At this point it seems clear that I can’t launch straight into a lab head position. It took me quite some time to get back into the swing of things after my career break, and four years was not enough time to build up my CV to effectively compete. What I really need is another fellowship to bridge my way: there seem to be a few options, but I’m already a pumpkin in the eyes of many besides Wellcome: the BBSRC (10 years); the HFSP (10 years), the MRC (6 years, though they allow extensions for “exceptional circumstances”), and so on. In the interests of my non-British readership, I had a look at funding websites in the US and the EU, but was forced to retreat straight away by the veritable wall of jargon. (“F Kiosk”, “SF424 (R&R)” and “PHS 416-9”, anyone? No, me neither.)
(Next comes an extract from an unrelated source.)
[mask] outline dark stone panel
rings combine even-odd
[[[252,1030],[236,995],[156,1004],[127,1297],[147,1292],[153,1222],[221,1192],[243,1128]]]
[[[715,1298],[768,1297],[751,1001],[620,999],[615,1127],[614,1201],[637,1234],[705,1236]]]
I honestly question the validity of an arbitrary sell-by date, which seems so sacrosanct that only “exceptional” circumstances warrant their breach. Is a researcher really qualitatively less attractive at year 11 than at year 10? It shouldn’t matter how old or experienced a research is: she should be weighed on her individual merits. Of course, in a system that churns out a vast glut of young trainees, perhaps the rationale goes something like this: If she didn’t make it in 10 years, she probably never will, so expel her from research and give a young person the chance instead. It reminds me of a scene I saw at Euston Station the other day: a group of tourists coming off the bottom of an escalator and just standing there in bewildered confusion as columns of descending commuters yelled at them to get out of the way so they wouldn’t get knocked over. I was one of the people yelling: can you blame me? If you reach the end of the line, shouldn’t you step aside?
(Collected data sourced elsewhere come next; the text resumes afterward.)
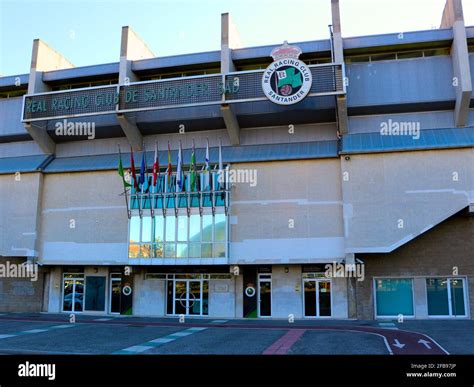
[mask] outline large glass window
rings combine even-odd
[[[428,315],[466,317],[463,278],[427,278]]]
[[[105,311],[105,277],[86,277],[85,310]]]
[[[409,278],[375,280],[376,315],[413,316],[413,282]]]
[[[228,218],[224,213],[189,216],[183,211],[132,216],[129,258],[225,258]]]

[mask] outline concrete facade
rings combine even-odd
[[[423,319],[431,318],[426,279],[435,276],[465,281],[466,318],[472,318],[474,27],[464,25],[460,7],[459,0],[447,1],[439,30],[407,32],[403,39],[343,38],[333,0],[331,39],[298,47],[309,66],[342,66],[342,92],[288,106],[261,98],[232,103],[223,93],[209,104],[66,117],[93,123],[94,139],[58,135],[54,127],[62,116],[22,119],[24,101],[8,96],[17,91],[14,77],[0,77],[0,95],[6,96],[0,99],[0,264],[38,263],[41,273],[34,283],[0,278],[0,312],[75,313],[65,305],[76,302],[80,313],[176,316],[182,297],[189,312],[199,294],[199,314],[211,318],[373,319],[374,280],[403,278],[411,280],[413,317]],[[242,82],[257,74],[248,84],[260,92],[257,72],[281,43],[240,47],[228,14],[221,15],[220,43],[220,51],[155,58],[125,26],[117,63],[75,68],[35,40],[30,74],[19,76],[24,82],[18,87],[26,101],[62,86],[74,93],[81,82],[106,81],[123,90],[130,81],[186,85],[220,74],[225,86],[232,73]],[[413,124],[418,132],[381,132],[394,123]],[[182,146],[186,173],[191,149],[201,171],[209,144],[211,170],[220,168],[222,150],[229,175],[254,180],[229,181],[228,201],[216,208],[155,209],[155,226],[150,221],[148,229],[150,209],[128,213],[118,149],[125,169],[129,150],[135,151],[137,171],[148,151],[151,173],[155,144],[162,176],[169,144],[173,171]],[[220,231],[212,223],[215,214],[225,215]],[[165,236],[172,228],[179,234],[179,224],[166,225],[175,216],[189,218],[184,240]],[[186,223],[192,216],[199,219],[193,230]],[[204,216],[212,224],[205,225]],[[163,235],[156,231],[160,221]],[[196,227],[198,236],[192,235]],[[142,238],[147,233],[151,240]],[[218,250],[222,246],[225,252]],[[144,253],[147,248],[156,255]],[[365,277],[327,277],[327,264],[363,267]],[[198,284],[199,292],[192,290]],[[85,307],[91,294],[98,309]],[[19,306],[23,296],[28,301]],[[118,299],[120,310],[113,310]],[[170,302],[178,311],[170,312]]]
The problem is that everyone is an individual, with his own story to tell. I washed up here at year 11 through a complicated web of cause and effect: yes, a lot of my own career decisions influenced the outcome, but so too did things out of my direct control – a biological model that didn’t pan out, the decision by a post-doctoral supervisor to relocate his lab to a country where I couldn’t follow for personal reasons, a biotech company that went bankrupt. I may be a 40-something post-doc, but this doesn’t mean that I’m not an asset to science, that I don’t deserve a chance to carry on if my CV and track record are good enough.
I propose we call a spade a spade: arbitrary sell-by dates in senior fellowship eligibility criteria constitute age-discrimination, plain and simple. Shouldn’t they be illegal?